Its rude
I know its rude
Bad mannered and horrible
Cruel and insensitive
From our first kiss we are told Keep your eyes shut
Even if it is gross and wet
Close your eyes its rude to stare
But every time he kisses me
Everytime he pulls my chest against his
Everytime he lays me down and plays with my hair
My eyes are open
Its rude I tell you
Mean and judgmental
But I cant not
I cant be fully involved
His kiss cant be everything
For those few moments I cant be fully absorbed in him
He cannot be my everything
Not because I don’t want him to be
Not that his kiss isn’t enough to hold my attention
Not that I don’t try
Not that I don’t want
It’s that he is NOT him,
He’s him.
I leave my eyes open to gaze over your shoulder
A place in my brain that is always open
Always wondering if he is watching me
Hoping to catch my eye while I’m with you
We both secretly stare,
Over our partners
Over our loves shoulders
To see if the real love is thinking about us at the exact moment
The one moment we are not are supposed to be thinking about them.

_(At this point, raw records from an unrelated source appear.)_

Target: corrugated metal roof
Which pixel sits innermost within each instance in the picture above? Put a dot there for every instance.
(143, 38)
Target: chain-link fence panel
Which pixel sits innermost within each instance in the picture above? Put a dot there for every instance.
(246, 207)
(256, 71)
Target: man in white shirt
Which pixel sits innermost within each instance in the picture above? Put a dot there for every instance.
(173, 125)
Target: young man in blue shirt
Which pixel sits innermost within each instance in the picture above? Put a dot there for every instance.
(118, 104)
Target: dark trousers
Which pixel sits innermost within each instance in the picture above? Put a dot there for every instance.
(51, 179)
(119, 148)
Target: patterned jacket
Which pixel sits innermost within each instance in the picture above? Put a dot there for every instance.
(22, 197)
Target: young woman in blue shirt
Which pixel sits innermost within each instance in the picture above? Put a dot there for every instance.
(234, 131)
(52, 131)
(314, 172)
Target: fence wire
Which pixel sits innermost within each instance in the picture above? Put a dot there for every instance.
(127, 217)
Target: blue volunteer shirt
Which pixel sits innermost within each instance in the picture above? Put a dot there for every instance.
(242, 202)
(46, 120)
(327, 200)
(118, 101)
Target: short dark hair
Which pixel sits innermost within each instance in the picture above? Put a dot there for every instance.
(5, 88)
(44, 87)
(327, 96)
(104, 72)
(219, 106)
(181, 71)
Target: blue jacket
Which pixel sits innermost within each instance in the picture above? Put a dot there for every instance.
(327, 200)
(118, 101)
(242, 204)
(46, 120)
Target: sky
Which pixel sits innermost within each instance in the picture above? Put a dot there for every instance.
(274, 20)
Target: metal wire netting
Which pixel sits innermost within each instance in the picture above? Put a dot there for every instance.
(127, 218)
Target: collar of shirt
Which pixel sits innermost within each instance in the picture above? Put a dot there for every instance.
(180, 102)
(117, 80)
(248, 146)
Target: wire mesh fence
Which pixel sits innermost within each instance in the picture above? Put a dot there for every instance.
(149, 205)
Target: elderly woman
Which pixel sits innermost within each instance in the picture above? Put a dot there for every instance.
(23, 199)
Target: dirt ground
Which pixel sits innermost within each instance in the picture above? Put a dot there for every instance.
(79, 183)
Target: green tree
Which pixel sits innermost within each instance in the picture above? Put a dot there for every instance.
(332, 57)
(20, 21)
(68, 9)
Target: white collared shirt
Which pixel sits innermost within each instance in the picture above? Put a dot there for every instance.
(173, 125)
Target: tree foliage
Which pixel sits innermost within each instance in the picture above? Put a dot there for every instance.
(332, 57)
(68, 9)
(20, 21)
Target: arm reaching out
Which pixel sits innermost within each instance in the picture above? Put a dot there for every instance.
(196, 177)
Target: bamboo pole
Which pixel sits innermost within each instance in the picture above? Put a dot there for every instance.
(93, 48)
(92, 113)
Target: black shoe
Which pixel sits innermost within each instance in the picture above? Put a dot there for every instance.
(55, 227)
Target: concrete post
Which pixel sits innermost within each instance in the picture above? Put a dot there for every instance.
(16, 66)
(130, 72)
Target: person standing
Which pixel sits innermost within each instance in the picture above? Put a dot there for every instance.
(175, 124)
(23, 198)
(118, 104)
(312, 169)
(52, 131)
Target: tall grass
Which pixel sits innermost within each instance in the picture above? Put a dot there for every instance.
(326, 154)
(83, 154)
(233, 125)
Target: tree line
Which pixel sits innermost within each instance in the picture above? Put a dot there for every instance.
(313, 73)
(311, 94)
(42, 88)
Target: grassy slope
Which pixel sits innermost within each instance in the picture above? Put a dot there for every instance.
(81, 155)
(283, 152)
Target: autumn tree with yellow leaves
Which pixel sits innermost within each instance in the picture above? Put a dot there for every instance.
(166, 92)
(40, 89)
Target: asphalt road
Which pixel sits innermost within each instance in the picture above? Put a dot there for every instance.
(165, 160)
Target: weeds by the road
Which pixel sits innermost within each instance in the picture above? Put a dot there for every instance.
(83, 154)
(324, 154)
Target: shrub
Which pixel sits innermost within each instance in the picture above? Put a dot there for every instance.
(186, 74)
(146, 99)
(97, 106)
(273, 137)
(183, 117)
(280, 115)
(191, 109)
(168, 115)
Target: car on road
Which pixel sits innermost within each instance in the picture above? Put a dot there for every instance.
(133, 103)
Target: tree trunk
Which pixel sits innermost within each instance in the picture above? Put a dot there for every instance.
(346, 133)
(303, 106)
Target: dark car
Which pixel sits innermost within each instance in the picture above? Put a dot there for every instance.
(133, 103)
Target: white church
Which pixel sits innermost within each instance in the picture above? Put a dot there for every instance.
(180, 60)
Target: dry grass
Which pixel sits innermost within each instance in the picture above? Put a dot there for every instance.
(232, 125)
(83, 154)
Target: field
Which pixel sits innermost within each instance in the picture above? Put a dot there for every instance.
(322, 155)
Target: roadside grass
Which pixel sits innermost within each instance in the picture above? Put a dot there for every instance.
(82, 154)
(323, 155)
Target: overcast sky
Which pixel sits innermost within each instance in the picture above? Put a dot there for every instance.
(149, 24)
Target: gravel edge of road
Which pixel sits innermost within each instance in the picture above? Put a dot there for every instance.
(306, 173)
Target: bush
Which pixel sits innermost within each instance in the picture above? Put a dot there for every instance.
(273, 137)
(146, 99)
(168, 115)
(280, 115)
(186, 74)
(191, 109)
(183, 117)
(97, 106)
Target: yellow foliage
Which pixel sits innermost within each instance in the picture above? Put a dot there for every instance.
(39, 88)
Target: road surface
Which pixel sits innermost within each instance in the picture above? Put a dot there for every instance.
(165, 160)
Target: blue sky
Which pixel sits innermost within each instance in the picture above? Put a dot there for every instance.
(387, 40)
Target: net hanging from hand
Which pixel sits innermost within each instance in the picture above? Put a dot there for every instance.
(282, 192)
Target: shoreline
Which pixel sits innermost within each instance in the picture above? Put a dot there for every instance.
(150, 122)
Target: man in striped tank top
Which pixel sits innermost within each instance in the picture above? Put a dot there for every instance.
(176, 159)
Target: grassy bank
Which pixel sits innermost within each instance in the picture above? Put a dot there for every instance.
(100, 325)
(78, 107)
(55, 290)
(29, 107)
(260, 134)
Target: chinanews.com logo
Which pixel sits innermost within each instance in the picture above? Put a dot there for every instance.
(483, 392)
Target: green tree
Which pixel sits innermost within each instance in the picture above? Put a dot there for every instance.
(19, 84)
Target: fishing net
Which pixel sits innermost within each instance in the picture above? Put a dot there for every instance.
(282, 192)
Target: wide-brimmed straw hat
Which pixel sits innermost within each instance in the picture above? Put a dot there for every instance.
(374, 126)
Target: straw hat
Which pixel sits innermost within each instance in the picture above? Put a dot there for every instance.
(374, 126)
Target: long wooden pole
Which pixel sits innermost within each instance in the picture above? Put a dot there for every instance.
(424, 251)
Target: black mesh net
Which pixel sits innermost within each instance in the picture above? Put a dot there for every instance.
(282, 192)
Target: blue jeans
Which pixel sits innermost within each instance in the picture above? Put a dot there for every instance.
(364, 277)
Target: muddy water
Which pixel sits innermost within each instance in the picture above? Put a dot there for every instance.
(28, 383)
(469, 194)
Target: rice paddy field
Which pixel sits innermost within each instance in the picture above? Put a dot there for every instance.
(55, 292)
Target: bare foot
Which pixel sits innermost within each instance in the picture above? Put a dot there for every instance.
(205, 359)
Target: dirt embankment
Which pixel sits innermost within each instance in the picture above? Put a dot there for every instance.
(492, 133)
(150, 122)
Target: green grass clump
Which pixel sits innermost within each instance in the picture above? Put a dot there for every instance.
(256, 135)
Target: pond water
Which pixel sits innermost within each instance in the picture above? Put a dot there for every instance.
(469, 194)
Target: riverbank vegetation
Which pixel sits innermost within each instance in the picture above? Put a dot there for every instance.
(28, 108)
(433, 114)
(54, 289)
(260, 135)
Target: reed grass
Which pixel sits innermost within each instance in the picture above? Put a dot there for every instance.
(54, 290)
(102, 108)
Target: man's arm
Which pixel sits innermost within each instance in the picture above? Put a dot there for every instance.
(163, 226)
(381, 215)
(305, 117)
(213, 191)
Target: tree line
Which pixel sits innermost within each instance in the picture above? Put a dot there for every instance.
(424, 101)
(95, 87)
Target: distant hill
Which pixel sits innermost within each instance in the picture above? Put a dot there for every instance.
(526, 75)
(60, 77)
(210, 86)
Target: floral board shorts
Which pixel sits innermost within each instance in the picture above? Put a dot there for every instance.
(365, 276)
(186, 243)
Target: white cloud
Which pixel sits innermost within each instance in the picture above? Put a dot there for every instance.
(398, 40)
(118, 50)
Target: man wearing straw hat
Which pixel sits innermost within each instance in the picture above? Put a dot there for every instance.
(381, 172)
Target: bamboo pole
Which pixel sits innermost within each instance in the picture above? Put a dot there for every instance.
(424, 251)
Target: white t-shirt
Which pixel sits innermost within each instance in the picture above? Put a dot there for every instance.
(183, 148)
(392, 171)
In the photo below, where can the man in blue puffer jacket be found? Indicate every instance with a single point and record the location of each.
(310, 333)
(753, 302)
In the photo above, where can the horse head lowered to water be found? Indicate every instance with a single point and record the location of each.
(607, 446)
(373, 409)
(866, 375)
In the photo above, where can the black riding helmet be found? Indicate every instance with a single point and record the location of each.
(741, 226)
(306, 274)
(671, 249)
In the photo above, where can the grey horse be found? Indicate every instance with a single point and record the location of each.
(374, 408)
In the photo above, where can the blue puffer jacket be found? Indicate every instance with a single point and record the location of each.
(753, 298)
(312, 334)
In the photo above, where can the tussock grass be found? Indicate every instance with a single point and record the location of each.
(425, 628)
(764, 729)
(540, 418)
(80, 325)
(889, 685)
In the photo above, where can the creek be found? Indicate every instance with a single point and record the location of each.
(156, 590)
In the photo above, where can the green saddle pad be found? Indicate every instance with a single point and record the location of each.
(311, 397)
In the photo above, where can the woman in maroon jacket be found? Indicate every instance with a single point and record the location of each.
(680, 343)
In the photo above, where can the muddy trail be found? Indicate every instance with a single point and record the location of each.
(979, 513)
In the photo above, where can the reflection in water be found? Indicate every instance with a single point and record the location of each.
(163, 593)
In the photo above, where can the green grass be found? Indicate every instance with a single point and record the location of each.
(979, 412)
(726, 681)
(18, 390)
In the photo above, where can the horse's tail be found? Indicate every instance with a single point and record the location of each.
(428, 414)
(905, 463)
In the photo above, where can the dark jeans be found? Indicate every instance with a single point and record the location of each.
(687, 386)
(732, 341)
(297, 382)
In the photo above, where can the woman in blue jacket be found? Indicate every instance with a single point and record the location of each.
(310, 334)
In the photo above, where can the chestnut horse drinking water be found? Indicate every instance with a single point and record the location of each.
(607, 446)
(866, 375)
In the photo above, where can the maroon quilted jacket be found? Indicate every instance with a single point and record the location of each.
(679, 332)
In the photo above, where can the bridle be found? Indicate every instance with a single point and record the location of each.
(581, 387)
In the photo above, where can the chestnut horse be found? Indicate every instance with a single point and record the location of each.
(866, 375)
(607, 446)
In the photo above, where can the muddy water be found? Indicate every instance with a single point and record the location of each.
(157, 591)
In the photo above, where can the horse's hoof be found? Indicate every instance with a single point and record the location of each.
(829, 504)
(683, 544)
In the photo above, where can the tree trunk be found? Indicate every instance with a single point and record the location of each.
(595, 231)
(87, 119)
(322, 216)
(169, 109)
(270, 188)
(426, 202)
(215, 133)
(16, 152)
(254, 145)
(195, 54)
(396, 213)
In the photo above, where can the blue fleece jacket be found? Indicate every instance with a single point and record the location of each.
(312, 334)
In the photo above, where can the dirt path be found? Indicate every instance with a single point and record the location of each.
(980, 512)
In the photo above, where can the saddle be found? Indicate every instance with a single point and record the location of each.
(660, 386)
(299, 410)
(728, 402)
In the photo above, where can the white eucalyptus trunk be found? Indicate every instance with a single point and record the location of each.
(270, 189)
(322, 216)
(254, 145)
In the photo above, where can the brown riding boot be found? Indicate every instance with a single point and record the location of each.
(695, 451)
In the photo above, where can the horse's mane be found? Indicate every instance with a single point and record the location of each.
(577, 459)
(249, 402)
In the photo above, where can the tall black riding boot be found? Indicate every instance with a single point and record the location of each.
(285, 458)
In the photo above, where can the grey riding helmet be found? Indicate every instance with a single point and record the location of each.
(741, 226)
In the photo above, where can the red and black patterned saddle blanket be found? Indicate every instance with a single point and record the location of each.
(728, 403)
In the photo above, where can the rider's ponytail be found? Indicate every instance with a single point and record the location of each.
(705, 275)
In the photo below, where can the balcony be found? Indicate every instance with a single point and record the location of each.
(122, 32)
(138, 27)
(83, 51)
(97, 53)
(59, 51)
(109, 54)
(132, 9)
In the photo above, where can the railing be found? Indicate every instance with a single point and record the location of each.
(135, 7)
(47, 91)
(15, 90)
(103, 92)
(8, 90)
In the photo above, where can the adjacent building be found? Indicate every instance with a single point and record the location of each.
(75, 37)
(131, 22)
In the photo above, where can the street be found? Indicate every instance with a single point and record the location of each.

Its rude, Dirty and unloving
Not closing your eyes
While the one you supposedly love is fully committed
Fully engaged fully loving
he was my first kiss,
my first love,
my first everything
He is also the one I stare at over your shoulder
He stands patient, waiting, holding his breath
Meeting my eyes,
holding my attention
Its rude. He is rude
Teasing me like this
Not allowing me to close my eyes
Not allowing me to love
Not allowing me to let go
He is cruel, mean and judgmental of my new love
But then so am I when he is around
He is not mean dirty or unloving
He stands patiently staring at me over some one elses shoulder.